Start Saving Your Pennies . . .

. . . Nickels, Dimes, Dollars, 'Folding Money', Plastic . . .

So, yesterday came an innocuous little postcard that cd end up costing me a lot of money, given that it announces this year's Antiquarian Book Fair, held once again at the Seattle Center (at the foot of the Space Needle). Visiting the Book Fair is rather like dropping by during Smaug's Open House: things you'd assume cd only be found in a rare books room of some major library are sitting out on shelves or occasionally in display cases. Pay the asking price and walk home with a Kelmscott Chaucer, or a Tolkien letter,* or a copy of Lovecraft's first book, or the original issue of a journal from the 1840s with the first appearance of some Poe story inside, or . . . -- the list goes on and on. Over the years I've picked up Dunsany's THE MAN WHO ATE THE PHOENIX (and I think also JORKENS BORROWS ANOTHER WHISKEY, though there my notes are less specific), Leiber's TWO SOUGHT ADVENTURE (the second Fafhrd & Gray Mouser collection), Hodgson's CARNACKI THE GHOST FINDER (the Mycroft & Moran edition, not the original), the faux-Poe collection THE EXPLOITS OF THE CHEVALIER DUPIN, and two Clark Ashton Smiths: THE ABOMINATIONS OF YONDO and OTHER DIMENSIONS.** In fact, so heavily do my visits to the Book Fair impact the budget that I only go every other year or so (sometimes every third, depending on how the schedule goes).

This year, it's October 8th & 9th. It looks like we'll be in town, and I don't have a deadline that weekend or the following week. So things look good right now; unless something unexpected comes up, I'm expecting to make it this year and see (a) what wonders they've got and (b) what, if any of it, can I afford. We'll see.

--John R.
current reading: PICTURING TOLKIEN, ed. Bogstad & Kaveny.



*that's where we bought my Tolkien letter, an extravagance I've never regretted.

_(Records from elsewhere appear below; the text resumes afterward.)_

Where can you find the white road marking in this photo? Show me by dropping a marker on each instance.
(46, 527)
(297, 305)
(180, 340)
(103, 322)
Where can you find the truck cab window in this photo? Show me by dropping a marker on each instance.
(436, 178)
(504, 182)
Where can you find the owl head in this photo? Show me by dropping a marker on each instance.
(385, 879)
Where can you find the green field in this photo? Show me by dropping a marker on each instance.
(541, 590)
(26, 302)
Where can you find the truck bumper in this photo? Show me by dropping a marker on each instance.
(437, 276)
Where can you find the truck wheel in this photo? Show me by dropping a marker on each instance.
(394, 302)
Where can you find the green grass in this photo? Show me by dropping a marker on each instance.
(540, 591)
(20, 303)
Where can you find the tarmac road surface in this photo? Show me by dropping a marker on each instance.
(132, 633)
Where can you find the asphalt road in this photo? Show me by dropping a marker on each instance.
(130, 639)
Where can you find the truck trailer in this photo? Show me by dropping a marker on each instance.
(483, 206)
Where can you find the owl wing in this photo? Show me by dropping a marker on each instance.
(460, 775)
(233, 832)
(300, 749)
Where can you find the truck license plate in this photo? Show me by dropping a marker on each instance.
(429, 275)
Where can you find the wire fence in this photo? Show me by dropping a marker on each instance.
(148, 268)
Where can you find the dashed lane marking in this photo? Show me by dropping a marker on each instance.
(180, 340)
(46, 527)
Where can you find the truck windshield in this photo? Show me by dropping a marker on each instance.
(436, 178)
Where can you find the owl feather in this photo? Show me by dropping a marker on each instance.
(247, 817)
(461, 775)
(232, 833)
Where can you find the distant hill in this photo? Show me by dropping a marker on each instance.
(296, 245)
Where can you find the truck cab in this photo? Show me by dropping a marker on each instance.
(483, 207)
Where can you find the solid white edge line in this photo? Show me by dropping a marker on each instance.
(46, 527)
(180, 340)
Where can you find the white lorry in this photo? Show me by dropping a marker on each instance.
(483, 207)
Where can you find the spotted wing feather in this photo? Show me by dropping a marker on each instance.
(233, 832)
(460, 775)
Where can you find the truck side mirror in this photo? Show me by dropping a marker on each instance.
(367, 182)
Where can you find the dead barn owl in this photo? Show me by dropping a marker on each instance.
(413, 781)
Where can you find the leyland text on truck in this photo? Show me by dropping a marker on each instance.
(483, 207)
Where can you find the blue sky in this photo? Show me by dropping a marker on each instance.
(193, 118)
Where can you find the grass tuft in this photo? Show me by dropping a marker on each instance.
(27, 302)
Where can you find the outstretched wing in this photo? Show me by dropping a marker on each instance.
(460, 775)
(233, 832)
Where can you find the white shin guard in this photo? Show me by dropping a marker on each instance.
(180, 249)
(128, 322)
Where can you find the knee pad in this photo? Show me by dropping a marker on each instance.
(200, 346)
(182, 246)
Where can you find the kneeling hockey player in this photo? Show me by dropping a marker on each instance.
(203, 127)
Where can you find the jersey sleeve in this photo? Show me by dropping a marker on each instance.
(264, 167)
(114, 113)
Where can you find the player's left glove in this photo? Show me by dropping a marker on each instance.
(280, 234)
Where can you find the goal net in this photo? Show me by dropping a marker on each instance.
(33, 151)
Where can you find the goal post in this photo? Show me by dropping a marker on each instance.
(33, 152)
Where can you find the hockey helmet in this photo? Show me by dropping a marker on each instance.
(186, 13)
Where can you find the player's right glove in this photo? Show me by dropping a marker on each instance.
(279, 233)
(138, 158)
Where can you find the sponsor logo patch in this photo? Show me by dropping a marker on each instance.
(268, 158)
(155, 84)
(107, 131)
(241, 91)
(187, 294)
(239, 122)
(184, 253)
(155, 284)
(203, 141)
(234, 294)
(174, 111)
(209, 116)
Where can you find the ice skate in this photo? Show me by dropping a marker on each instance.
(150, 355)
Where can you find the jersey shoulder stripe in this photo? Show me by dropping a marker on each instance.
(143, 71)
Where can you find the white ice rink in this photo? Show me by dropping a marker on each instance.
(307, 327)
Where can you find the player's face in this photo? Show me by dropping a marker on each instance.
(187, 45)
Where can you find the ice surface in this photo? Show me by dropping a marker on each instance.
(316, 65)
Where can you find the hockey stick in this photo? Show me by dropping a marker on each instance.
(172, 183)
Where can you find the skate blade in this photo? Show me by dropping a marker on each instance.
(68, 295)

**in addition, at least once I've seen a book at the Book Fair, passed on it, regretted it, and bought it later directly from the dealer (a collection of OSSIANIC tales from 1801). And then again once I saw an interesting book on my initial pass through the hall that was gone by the time I decided I wanted it (a profusely illustrated book on Petroglyphs of the Pacific Northwest -- I later checked it out from the library and made many, many photocopies from it, but it wasn't the same . . .).